➤ ; 29 ‧ Reset? ‧ 🍀 -

654 111 20
                                    

Reset?

Mengulang atau kembali?

[ Ulang / Kembali ]

Baik, mengulang ke posisi awal.

Dalam proses. . .

Tunggu, apa? Kau bingung?

Ini memang melenceng, sangat jauh dari konsep cerita ini sendiri.

Aku membuatmu takut?

Salahkan dirimu sendiri

Kamu bahkan mungkin tidak sadar

Siapa diri-'ku' ini?

Aku bukan narator, aku bukan Vidia, baik yang ada dalam cerita ini maupun yang berpijak pada dunia tempatmu tinggal itu.

Dan kira-kira kepada siapa aku bicara?

Kepada karakter buatan yang disebut-sebut [Name] itu?

Kepadamu!
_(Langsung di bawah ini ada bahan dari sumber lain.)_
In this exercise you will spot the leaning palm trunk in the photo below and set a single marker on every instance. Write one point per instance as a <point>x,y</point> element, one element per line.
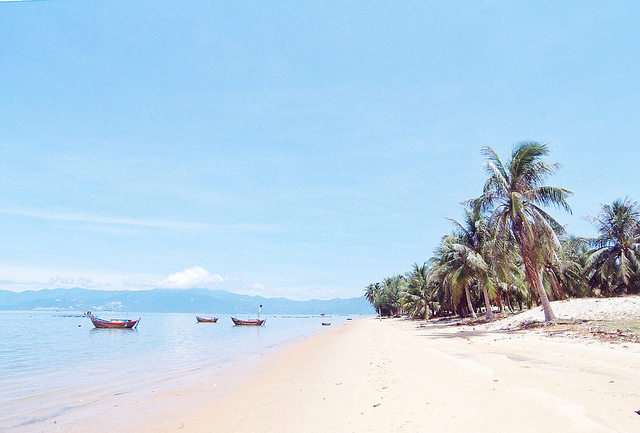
<point>487,304</point>
<point>533,275</point>
<point>469,303</point>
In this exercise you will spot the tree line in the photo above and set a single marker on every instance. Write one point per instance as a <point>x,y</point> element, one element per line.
<point>509,253</point>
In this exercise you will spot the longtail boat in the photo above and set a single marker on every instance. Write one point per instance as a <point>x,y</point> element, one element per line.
<point>114,323</point>
<point>248,322</point>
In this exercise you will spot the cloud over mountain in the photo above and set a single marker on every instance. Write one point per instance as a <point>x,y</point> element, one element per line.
<point>192,278</point>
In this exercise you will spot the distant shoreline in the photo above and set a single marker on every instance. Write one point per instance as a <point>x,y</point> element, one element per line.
<point>393,374</point>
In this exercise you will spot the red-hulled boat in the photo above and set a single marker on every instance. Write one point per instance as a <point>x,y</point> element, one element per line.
<point>114,323</point>
<point>248,322</point>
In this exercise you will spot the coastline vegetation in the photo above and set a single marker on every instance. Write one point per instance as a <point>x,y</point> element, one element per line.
<point>510,254</point>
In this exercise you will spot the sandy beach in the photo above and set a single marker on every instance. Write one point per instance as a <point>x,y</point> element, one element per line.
<point>373,375</point>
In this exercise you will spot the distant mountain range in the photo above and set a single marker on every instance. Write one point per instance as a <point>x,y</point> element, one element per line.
<point>200,301</point>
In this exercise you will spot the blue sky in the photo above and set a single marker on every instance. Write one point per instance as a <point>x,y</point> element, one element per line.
<point>297,149</point>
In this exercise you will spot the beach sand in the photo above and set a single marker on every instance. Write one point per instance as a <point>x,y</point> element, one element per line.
<point>387,375</point>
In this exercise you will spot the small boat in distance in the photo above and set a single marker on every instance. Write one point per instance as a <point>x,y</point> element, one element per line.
<point>239,322</point>
<point>114,323</point>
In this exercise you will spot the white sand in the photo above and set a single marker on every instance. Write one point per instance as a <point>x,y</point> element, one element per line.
<point>374,375</point>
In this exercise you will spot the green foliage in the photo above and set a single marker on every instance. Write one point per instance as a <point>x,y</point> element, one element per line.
<point>509,252</point>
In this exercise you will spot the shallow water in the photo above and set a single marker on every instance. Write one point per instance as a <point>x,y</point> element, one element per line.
<point>51,364</point>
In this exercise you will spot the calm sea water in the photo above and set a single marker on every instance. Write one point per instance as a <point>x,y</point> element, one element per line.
<point>51,364</point>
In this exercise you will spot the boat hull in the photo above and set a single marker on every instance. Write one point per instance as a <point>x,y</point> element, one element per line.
<point>114,324</point>
<point>248,322</point>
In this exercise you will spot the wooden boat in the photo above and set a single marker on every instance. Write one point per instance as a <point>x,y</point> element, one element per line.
<point>114,323</point>
<point>257,322</point>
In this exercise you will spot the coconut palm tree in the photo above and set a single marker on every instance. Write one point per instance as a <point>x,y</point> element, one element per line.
<point>514,193</point>
<point>613,265</point>
<point>472,241</point>
<point>417,295</point>
<point>453,272</point>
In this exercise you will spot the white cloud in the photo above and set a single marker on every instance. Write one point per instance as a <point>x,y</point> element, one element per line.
<point>195,277</point>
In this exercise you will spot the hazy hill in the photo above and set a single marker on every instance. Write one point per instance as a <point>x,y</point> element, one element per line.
<point>173,301</point>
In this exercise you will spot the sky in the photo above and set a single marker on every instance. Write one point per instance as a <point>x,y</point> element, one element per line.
<point>296,149</point>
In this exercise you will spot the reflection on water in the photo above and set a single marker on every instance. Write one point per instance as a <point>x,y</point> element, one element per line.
<point>52,364</point>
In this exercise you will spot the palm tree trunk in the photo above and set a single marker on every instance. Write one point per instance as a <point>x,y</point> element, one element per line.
<point>469,304</point>
<point>534,277</point>
<point>487,304</point>
<point>533,273</point>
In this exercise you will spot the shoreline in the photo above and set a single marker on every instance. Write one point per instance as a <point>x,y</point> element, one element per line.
<point>382,375</point>
<point>394,375</point>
Kamu yang sedang melihat layar ponsel dan komputermu!

Kau terbawa arus dan tidak menyadari siapa yang sebenarnya harus kau lawan!

🔮🔮🔮

. . . Cih, yang benar saja

- [Name]'s POV -

"Kamu pikir sudah melakukan hal baik apa sampai berani membawa-bawa kakakku?"
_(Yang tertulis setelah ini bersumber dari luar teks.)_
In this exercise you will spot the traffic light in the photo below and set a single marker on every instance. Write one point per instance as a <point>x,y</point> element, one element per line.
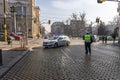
<point>49,21</point>
<point>97,20</point>
<point>100,1</point>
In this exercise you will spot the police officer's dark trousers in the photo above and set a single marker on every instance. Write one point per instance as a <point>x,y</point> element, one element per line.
<point>87,47</point>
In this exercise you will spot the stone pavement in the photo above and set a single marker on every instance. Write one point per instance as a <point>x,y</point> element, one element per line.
<point>11,57</point>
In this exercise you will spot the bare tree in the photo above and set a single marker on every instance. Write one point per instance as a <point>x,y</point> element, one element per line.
<point>115,22</point>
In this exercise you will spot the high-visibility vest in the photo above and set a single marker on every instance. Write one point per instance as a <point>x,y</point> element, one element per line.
<point>87,38</point>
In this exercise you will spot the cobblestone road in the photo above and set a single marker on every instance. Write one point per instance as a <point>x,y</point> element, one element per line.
<point>68,63</point>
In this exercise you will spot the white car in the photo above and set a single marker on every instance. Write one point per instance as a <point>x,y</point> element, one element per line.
<point>56,41</point>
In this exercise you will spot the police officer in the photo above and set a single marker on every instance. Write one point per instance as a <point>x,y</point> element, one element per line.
<point>88,40</point>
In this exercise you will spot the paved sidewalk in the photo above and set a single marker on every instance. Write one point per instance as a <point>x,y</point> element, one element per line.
<point>10,58</point>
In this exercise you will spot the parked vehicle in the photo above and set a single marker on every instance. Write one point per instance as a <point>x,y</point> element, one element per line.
<point>16,36</point>
<point>8,37</point>
<point>56,41</point>
<point>95,38</point>
<point>19,33</point>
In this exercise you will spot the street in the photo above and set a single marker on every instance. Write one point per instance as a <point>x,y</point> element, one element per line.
<point>68,63</point>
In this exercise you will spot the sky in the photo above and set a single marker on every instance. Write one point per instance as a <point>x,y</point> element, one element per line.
<point>61,10</point>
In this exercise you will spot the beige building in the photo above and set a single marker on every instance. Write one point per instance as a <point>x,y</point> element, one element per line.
<point>26,19</point>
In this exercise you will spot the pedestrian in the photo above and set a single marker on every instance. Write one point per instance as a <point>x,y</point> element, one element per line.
<point>87,40</point>
<point>105,39</point>
<point>113,36</point>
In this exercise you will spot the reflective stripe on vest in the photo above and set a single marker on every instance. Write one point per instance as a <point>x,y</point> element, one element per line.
<point>87,38</point>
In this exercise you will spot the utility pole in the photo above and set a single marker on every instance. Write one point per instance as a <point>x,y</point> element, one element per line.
<point>118,10</point>
<point>5,28</point>
<point>13,10</point>
<point>26,21</point>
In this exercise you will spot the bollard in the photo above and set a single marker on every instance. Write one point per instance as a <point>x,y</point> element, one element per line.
<point>0,57</point>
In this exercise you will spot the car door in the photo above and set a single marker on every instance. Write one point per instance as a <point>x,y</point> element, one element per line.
<point>61,41</point>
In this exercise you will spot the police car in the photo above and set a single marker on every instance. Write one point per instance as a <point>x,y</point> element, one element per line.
<point>56,41</point>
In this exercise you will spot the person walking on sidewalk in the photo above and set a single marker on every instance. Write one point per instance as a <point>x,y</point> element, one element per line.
<point>87,40</point>
<point>105,39</point>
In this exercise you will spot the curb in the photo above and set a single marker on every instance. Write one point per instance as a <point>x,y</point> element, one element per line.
<point>6,68</point>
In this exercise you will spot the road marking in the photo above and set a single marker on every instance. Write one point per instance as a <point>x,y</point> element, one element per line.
<point>67,56</point>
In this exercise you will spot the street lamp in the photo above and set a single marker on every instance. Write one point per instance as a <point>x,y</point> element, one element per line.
<point>13,10</point>
<point>5,28</point>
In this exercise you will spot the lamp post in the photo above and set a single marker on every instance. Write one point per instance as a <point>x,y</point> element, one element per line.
<point>5,28</point>
<point>26,21</point>
<point>13,10</point>
<point>118,10</point>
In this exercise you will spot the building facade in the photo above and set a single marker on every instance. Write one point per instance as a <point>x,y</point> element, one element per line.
<point>25,19</point>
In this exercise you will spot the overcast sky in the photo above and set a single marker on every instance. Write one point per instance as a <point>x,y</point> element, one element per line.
<point>61,10</point>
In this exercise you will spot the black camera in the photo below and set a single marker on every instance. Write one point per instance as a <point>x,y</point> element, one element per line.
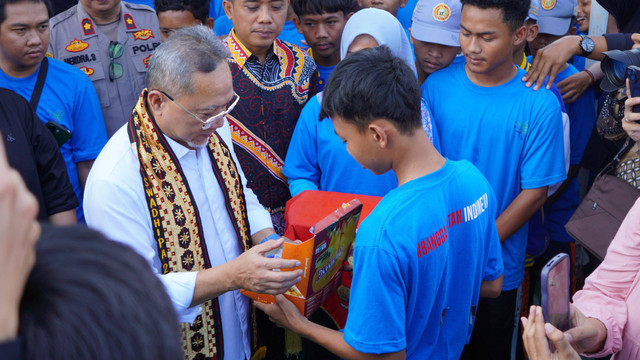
<point>614,66</point>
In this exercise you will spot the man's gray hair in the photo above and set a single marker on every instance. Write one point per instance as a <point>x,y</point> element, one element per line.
<point>187,51</point>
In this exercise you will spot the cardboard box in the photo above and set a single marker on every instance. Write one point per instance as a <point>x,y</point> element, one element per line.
<point>321,259</point>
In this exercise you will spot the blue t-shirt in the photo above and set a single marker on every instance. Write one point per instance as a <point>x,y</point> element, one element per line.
<point>582,118</point>
<point>324,71</point>
<point>69,99</point>
<point>423,300</point>
<point>512,133</point>
<point>406,13</point>
<point>318,160</point>
<point>215,9</point>
<point>222,25</point>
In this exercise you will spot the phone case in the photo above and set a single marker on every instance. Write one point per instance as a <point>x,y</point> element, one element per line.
<point>556,311</point>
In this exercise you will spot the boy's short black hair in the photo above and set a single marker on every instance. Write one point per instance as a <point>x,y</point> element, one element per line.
<point>3,6</point>
<point>92,298</point>
<point>513,11</point>
<point>317,7</point>
<point>199,8</point>
<point>373,84</point>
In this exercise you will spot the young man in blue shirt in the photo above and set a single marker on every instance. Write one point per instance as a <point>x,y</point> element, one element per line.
<point>429,249</point>
<point>321,22</point>
<point>485,114</point>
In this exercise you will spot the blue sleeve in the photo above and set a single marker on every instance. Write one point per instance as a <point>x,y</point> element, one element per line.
<point>493,266</point>
<point>301,163</point>
<point>89,131</point>
<point>582,117</point>
<point>376,320</point>
<point>543,155</point>
<point>428,124</point>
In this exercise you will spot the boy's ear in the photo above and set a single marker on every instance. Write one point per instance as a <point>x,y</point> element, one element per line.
<point>228,8</point>
<point>532,32</point>
<point>520,35</point>
<point>379,132</point>
<point>209,23</point>
<point>296,22</point>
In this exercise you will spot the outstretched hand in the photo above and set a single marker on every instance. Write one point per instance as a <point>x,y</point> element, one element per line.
<point>255,272</point>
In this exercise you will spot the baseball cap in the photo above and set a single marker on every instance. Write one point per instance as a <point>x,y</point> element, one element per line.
<point>437,21</point>
<point>554,16</point>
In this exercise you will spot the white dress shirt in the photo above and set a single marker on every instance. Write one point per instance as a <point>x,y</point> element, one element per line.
<point>115,204</point>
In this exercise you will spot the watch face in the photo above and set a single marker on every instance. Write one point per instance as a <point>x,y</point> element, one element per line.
<point>587,44</point>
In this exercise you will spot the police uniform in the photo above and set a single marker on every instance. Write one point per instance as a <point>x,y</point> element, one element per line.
<point>77,40</point>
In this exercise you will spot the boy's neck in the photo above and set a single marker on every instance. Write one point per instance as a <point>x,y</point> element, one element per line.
<point>415,157</point>
<point>495,77</point>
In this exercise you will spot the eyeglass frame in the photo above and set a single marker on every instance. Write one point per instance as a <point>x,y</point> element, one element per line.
<point>210,121</point>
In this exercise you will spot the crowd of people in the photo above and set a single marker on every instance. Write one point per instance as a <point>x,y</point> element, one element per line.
<point>161,142</point>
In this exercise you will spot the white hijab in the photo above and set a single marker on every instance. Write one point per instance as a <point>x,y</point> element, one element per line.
<point>383,27</point>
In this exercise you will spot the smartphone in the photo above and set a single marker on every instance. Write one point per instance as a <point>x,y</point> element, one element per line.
<point>555,291</point>
<point>60,133</point>
<point>633,74</point>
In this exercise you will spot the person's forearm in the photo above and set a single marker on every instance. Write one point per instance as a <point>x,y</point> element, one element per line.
<point>520,211</point>
<point>64,218</point>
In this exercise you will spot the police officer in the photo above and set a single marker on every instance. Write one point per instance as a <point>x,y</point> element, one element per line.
<point>111,42</point>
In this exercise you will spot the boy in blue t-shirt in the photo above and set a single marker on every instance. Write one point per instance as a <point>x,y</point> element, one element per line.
<point>321,23</point>
<point>486,115</point>
<point>175,14</point>
<point>429,249</point>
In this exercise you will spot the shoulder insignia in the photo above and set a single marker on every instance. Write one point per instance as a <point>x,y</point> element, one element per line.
<point>87,27</point>
<point>76,46</point>
<point>143,34</point>
<point>87,70</point>
<point>128,22</point>
<point>145,61</point>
Aku.. Melihatnya. Perempuan bersurai putih dengan mata emas yang berkilau. Namun ditangannya.. Di kedua tangannya.. Ada besi panas dan cambuk yang berlumuran darah.

Aku membuka mulutku, tapi tak ada suara yang bisa keluar dari sana. Vidia! Vidia sedang di ikat sementara tubuhnya penuh luka bakar. Rambutnya berantakan menutupi wajahnya. Mulutnya disumpal dengan kain yang memiliki bercak merah juga.

🔮🔮🔮

"[Name]!"

Aku baru membuka mata saat kudengar suara perempuan memanggilku. Lanjut, tiga pasang tangan melingkar di sekitar tubuhku. Aku ingin mengeluarkan setidaknya satu kata, tapi tenggorokanku sakit. Seakan tidak pernah di pakai bicara untuk setahun atau dua tahun.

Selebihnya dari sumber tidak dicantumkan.